December 20, 2013
Major issues facing public education range from the policy level to classroom practice. Achievement disparities, graduation rates, poverty, standardized education reform, changes in public school funding, online education, teacher evaluations, equal access to quality schools, teacher quality and retention all impact the profession. Of these issues, teacher retention most impacts public education, because teachers are the greatest in-school influence on student achievement (Sanders & Horn, 1994). Improving student achievement is not possible unless we retain, support and develop quality teachers.
A staggering statistic from the results of a 2007 report drafted by the University of Michigan Public Policy Class 632 for the Michigan Department of Education revealed that nearly 40 percent of public school teachers left their jobs in their first five years. Though teachers may leave for a variety of reasons, the inability to retain quality teachers will inevitably affect student achievement and many other aspects of public education regardless of the reasons that a teacher departs from the classroom.
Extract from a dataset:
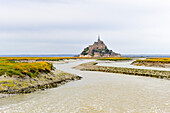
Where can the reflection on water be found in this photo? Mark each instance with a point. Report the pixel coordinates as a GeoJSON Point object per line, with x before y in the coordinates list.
{"type": "Point", "coordinates": [97, 92]}
{"type": "Point", "coordinates": [128, 65]}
Factors cited in teacher attrition included family and personal reasons; however, this rate is considerably higher in education than other professions. When looking at factors associated with teacher attrition, age, gender, and school characteristics have the strongest correlation. Other factors such as education level, teaching position, and race were examined but did not have as strong of a correlation to overall attrition rates.
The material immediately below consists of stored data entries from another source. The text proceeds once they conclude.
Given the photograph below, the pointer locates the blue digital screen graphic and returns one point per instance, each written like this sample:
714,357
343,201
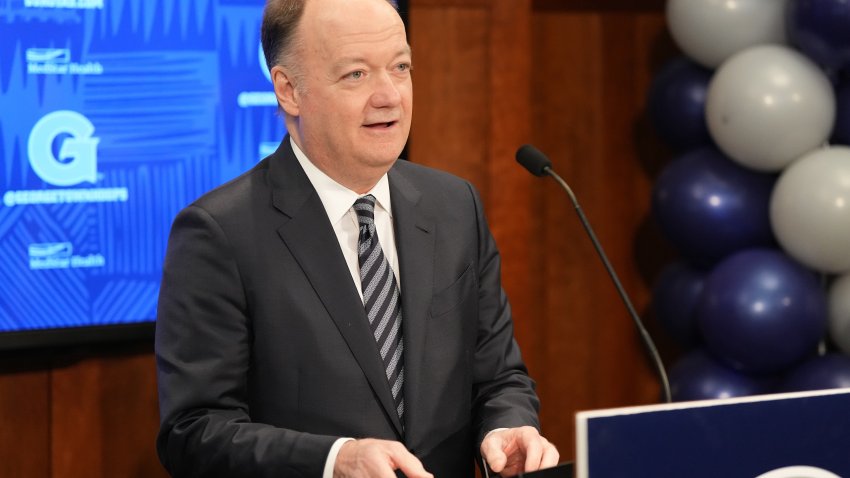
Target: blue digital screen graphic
114,115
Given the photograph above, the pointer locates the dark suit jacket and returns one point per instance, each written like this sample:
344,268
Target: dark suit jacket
263,349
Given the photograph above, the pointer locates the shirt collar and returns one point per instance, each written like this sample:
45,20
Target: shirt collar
337,198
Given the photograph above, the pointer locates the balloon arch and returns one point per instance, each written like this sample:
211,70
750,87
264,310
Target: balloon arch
757,199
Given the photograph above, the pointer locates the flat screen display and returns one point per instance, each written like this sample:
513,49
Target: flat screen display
114,115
The introductory years of teaching are challenging times of adjustment. More is now expected of teachers than ever before. The initiatives of standards-based education reform have made student achievement an imperative task alongside other classroom and school challenges. Novice teachers are sometimes inadequately prepared, in a practical sense, for what lies ahead in their career. Most teacher education programs only put trainees into internships anywhere from five to twenty weeks. Teacher education models that do not provide adequate practical experience for pre-service teachers lead new teachers to a false sense of preparedness. With heavy theoretical training but little chance to translate theory into practice, some novice teachers find themselves in uncharted territory with minimal support.
When I consider how my own experience helped me last beyond the statistical five-year threshold, I realize that I encountered no less challenging of situations than other teachers. Beyond my personal faith, however, there were three superior supports in place that made the difference for me: extensive teacher preparation, sophisticated mentoring, and ongoing professional development programs. Based on my experience teaching in two different states, I notice that support for new teachers varies widely from place to place.
By standardizing training and support programs for quality, teacher retention could be improved.
When new teachers are not equipped to handle the unforeseen challenges of a classroom, negative experiences can have a detrimental impact on their attitude. One such challenge for which no textbook or theory ever prepared a new teacher was the art of life balance. The day-to-day demands of classroom teaching can be time-consuming and daunting for new teachers, especially because it is grossly underestimated by most. The commitment to lesson planning, grading, and working with students and colleagues can inhibit some teachers from staying healthy or in balance. Often pre-service teachers are assigned for only a several week stay to a teacher with many years under their belt. While these veteran host teachers can share their wisdom and experience, they sometimes are so far removed from their own fledgling years that their retrograde amnesia prevents them from fully empathizing with the needs of a novice. Pre-service teachers might get more out of working with a host teacher having around ten years of experience, because the experienced teacher would be better able to relate to all the concerns and needs of their apprentice. Furthermore, by giving teachers a full-year teaching internship, they would get more out of their training and feel better equipped to handle their first year teaching on their own.
Mentorship programs for provisional teachers are in place in many schools, but improvements could be made to better support new teachers in their emerging career. I would propose a mentorship program that pairs novice teachers with veteran educators as well as other beginning teachers. This would help to bridge the experience gap between new and veteran teachers, which can inhibit the mentoring process because veteran teachers may not be fully capable of empathizing with new teachers. In this mentorship model, mentors and new teachers would conduct instructional rounds in each other’s classroom and discuss the resulting observations. The ability for new teachers to relate to one another while working with veteran teachers could enhance mentor programs. The lessons I learned from peer and veteran teacher mentoring experiences like these have become important anchors for my career today, and they influence how I work with new teachers now in my role as an instructional coach.
Together with good mentoring and training, support for teachers must include ongoing professional learning that supports development goals and provides actionable steps. Isolated and infrequent trainings often leave teachers inspired, yet unable to implement new ideas in their classroom. With better professional development, teachers would have an environment that fosters their autonomy, develops a sense of purpose in the profession, and helps them to work toward mastery in their classroom practice. Ultimately, teacher retention is a pervasive issue impacting student achievement and stunting school improvement. Keeping new teachers in the field is essential to the continued success of education.